When: Tuesdays and Fridays, 9:00--11:30am.
Where: room ?? Đại học Bách Khoa tpHCM.
Motivations for the group testing problem are discussed. Examples include blood testing in medicine, traitor tracing and broadcast encryption, live baiting DoS attackers and data forensics in security, drug and DNA library screening in computational biology, MAC protocol in networking, compressed sensing in signal processing, heavy hitter in data streaming. We will discuss a connection to sparse recovery. Then, notions of disjunct and separable matrices are discussed, along with basic relations and bounds. Objectives of group testing are outlined: reducing the number of tests, improving time and space complexity, explicit and strongly explicit constructions, various constraints on the tests (arithmetic progressions, bounds on test sizes), error-tolerance, list group testing and MUT.
Lower bounds: the basic Bassalygo's bound and Erdos-Frankl-Furedi's technique. Upper bounds: probabilistic existence, Kautz-Singleton code concatenation technique with MDS codes, RS construction, greedy algorithm with set cover analysis (maybe also Hwang-Sos construction).

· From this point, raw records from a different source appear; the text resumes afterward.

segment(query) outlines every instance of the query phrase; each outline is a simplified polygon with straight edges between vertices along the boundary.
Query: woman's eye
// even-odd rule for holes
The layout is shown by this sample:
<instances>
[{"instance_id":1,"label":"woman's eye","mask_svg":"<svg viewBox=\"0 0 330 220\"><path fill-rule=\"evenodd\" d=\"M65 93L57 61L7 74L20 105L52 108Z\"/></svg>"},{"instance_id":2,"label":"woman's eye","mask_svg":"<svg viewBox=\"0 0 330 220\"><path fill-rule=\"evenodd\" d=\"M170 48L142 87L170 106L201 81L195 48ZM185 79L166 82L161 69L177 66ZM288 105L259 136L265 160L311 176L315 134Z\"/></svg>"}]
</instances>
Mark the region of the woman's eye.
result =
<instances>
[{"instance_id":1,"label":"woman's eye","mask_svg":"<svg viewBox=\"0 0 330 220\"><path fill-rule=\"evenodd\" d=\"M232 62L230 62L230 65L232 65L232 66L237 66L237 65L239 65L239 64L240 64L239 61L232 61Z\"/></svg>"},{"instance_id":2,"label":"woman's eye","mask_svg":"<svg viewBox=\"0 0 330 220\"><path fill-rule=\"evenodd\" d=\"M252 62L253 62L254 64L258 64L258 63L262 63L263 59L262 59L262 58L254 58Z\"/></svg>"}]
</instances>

Hardness of group testing. We might have to skip this lecture in the interest of time.
Porat-Rothschild's construction. Indyk-Ngo-Rudra's code concatenation idea. Ngo-Porat-Rudra's two constructions, one based on code concatenation, the other based on recursion. Show how they are efficiently decodable. Coding theory and list-recoverable codes.

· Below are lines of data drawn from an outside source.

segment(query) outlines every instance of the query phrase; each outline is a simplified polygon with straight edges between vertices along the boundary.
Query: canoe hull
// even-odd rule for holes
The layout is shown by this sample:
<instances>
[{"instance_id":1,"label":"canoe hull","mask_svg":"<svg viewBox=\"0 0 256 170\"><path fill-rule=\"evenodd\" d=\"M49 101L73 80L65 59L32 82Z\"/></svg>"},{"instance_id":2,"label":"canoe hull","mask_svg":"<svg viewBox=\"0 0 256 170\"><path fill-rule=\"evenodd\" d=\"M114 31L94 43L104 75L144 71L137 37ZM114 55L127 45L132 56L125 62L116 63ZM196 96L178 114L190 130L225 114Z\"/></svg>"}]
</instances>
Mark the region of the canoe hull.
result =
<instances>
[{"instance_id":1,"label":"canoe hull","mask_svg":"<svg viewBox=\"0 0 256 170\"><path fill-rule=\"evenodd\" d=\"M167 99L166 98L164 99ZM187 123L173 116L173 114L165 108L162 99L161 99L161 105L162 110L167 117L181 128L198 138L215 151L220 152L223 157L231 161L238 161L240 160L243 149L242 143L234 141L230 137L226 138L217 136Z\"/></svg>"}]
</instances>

We will prove analogous lower and probabilistic upper bounds for the error-correcting case.
We describe how the Ngo-Porat-Rudra's constructions can be made error-tolerant.
There are many variations of the group testing problem. We will discuss some of them here, including tests with bounded size (upper, lower), threshold group testing, adder channel and compressive sensing, arithmetic progressiong tests, and transversal group testing.
We explicitly list open problems which are implicit in the above.